Some people do that but I was after height alone, not any special airflow properties of the visor. If I could have gotten a windshield that was 3" taller than what was available that is what I would have bought instead of the shorter windshield (shorter than the final height of the Calsci +6 and visor together) and the visor. With the visor in place and full up, and the windshield full up, I still look over the top of the visor; I seem to sit kind of tall in the saddle.
I think the air stream coming off of the MRA visor is cleaner than either the stock windshield or the taller Calsci though. There is no buffeting from the top of the MRA visor at all.
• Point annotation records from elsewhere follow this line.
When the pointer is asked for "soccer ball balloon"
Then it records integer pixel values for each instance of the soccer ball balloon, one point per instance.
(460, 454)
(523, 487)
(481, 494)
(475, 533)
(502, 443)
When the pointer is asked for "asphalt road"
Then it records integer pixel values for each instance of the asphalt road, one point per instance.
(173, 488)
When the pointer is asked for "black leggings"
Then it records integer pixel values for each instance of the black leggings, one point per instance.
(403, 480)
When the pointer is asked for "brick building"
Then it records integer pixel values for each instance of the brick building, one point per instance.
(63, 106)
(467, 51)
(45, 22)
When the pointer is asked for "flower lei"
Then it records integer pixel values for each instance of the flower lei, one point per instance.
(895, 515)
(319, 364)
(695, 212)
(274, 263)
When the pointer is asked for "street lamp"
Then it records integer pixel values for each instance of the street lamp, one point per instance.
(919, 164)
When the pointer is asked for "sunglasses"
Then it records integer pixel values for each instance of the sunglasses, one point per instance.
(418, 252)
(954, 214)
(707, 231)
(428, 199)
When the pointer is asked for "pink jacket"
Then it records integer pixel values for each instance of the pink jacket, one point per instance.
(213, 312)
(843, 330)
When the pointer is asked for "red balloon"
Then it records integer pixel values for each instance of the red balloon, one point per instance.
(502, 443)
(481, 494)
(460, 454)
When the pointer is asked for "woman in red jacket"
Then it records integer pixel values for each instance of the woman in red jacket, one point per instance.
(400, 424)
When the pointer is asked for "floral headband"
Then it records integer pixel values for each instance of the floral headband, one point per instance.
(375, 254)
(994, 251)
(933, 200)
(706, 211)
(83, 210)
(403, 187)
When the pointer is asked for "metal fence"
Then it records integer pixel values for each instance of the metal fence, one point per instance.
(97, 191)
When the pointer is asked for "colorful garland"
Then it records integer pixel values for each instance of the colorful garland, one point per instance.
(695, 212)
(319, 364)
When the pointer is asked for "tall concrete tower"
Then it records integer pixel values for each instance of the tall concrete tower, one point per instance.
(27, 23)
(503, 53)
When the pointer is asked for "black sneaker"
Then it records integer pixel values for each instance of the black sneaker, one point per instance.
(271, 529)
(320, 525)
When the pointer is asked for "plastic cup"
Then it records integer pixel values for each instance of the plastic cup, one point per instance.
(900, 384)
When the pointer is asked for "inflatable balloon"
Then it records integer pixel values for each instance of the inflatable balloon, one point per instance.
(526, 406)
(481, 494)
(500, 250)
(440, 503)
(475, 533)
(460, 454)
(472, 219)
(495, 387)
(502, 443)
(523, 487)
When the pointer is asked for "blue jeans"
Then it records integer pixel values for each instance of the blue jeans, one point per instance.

I also think the air coming off the top of the visor has more of an 'up' flow to its direction but that is much more of an opinion than any kind of quantifiable factor.
MRA also makes a complete windshield / visor package that at least some people on the old forum used and liked. I do not remember how tall that combination was though.
If you do 'try' an MRA visor you will want to be aware that you will have to drill four holes in whatever windshield you use with it. The MRA visor uses small plastic stress spreading strips and screws to mount. No way around it that I know of either.
Brian
Wow, I was assuming the norm would be adding a spoiler to a stock shield as opposed to buying a new taller and then adding one to that.
Does adding the spoiler add protection inch for inch as compared to a new shield at the same height? Or does the spoiler create more block because of the position/angle of its placement?